L'ouvrage s'ouvre par ses noces, un moment normalement heureux et festif. Mais déjà, la pauvre épousée est « seule, assise à la table du banquet, immobile. La tête penchée, entraînée par la masse de ses cheveux bruns, aucune expression ne transparaît sur son visage. » Ce n'est pas une union d'amour romantique. On dirait que la famille est contente et soulagée de s'être débarrassée de cette étrangère, si dissemblable d'eux-mêmes. « Le Capitaine Colette (…) s'abandonne sur une chaise », « Achille ressent un tel malaise qu'il se sauve de la fête. Il saute le mur pour pénétrer dans le jardin de la maison maternelle et se mettre à l'abri. » « Léo, son cadet, s'est éloigné depuis longtemps, il flotte dans son monde. » « Sido s'en veut d'avoir remis sa fille aux mains d'un individu qu'elle connaît à peine et qui ne lui plaît pas. » Quant à Gabrielle (la future Colette), elle se réjouit du départ de sa demi-soeur. Elle va pouvoir déménager dans une pièce spacieuse et lumineuse.

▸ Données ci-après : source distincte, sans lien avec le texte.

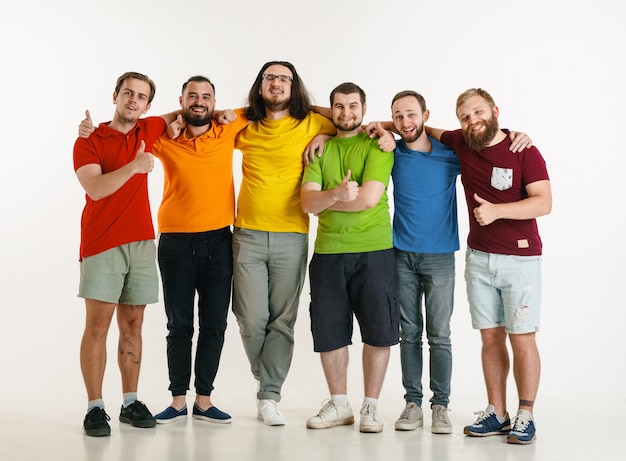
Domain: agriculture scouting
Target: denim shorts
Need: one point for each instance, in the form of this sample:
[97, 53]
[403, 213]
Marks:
[363, 285]
[126, 274]
[503, 290]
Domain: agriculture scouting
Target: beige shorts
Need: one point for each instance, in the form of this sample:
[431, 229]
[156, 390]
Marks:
[126, 274]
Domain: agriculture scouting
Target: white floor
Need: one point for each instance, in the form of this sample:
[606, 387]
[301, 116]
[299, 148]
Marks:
[579, 411]
[51, 433]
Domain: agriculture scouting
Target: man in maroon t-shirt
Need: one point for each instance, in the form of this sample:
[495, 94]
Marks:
[504, 192]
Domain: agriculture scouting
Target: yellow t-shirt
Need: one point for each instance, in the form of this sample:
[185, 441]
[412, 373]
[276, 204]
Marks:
[269, 197]
[198, 189]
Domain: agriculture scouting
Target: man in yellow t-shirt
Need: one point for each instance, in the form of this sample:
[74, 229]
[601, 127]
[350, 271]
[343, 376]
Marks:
[270, 239]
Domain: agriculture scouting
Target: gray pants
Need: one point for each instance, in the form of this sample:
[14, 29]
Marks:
[268, 275]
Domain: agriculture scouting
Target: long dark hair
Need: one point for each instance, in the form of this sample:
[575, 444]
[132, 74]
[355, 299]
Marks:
[299, 103]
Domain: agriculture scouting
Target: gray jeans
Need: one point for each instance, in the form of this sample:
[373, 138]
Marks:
[268, 275]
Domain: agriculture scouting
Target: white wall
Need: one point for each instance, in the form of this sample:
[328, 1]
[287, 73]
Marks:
[555, 68]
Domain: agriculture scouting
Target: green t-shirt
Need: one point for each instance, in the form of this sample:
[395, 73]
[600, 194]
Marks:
[352, 232]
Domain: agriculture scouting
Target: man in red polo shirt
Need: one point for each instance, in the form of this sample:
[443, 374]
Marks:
[117, 250]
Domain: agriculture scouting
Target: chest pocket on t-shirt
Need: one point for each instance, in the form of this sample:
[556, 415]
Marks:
[501, 178]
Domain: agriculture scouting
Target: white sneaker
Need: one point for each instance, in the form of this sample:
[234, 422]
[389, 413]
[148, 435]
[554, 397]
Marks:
[369, 419]
[441, 422]
[331, 415]
[269, 413]
[411, 418]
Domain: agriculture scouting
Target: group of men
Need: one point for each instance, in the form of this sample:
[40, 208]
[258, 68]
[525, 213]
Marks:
[362, 266]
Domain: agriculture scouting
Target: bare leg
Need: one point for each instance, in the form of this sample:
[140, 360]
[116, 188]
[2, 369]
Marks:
[130, 321]
[495, 358]
[526, 368]
[335, 364]
[93, 354]
[375, 360]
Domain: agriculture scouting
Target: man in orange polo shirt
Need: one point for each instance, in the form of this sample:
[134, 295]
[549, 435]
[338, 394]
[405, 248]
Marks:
[195, 250]
[195, 246]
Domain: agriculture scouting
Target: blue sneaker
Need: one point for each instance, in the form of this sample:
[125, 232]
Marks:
[212, 415]
[523, 431]
[488, 424]
[171, 414]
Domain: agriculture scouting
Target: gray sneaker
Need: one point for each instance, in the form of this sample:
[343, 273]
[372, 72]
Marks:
[369, 419]
[411, 418]
[441, 422]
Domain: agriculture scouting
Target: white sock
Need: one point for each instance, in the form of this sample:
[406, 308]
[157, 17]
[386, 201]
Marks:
[340, 399]
[95, 403]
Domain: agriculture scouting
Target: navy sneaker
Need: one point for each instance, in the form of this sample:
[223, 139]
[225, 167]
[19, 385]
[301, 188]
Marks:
[523, 431]
[137, 414]
[171, 414]
[488, 424]
[212, 415]
[96, 424]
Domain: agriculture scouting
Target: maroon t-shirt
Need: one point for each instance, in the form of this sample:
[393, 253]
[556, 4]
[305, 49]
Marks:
[499, 176]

Françoise Cloarec explique le mariage arrangé. le docteur Roché, le conjoint, n'a éprouvé aucun élan envers cette pauvre fille. C'est une amie de sa famille qui a établi avec lui une liste des partis intéressants et ce qu'il recherchait, c'étaient les propriétés et l'argent. Elle va remonter le temps pour évoquer un cas semblable en tous points : les épousailles de Sido et Jules Robineau-Duclos, le père de Juliette, qu'on surnommait « le sauvage », c'est tout dire, un ivrogne et une brute. Tout bébé, sa fille n'a donc connu que cris et disputes. Sido, qui n'était pas femme à se laisser faire, a bien vite trouvé un amant, qu'elle épousera dès la mort de Jules. Les trois autres enfants, ceux du Capitaine Colette, sont décrits comme lumineux, beaux, sans cesse en mouvement. Juliette, elle, s'enferme dans son refuge où elle passe son temps à lire.
Le récit de Françoise Cloarec est émaillé de citations, la plupart de la plume de Gabrielle, devenue Colette.
J'ai dévoré son essai qui m'a beaucoup plu, même si je n'ai pas appris beaucoup de choses que je ne connaissais pas. Mais l'auteure a donné à Juliette une place à laquelle celle-ci n'a jamais eu droit et expliqué la raison de ce visage austère et fermé.
Cela m'a donné envie de lire ses autres livres consacrés à des femmes en marge de la société, comme Séraphine de Senlis ou Marthe Bonnard.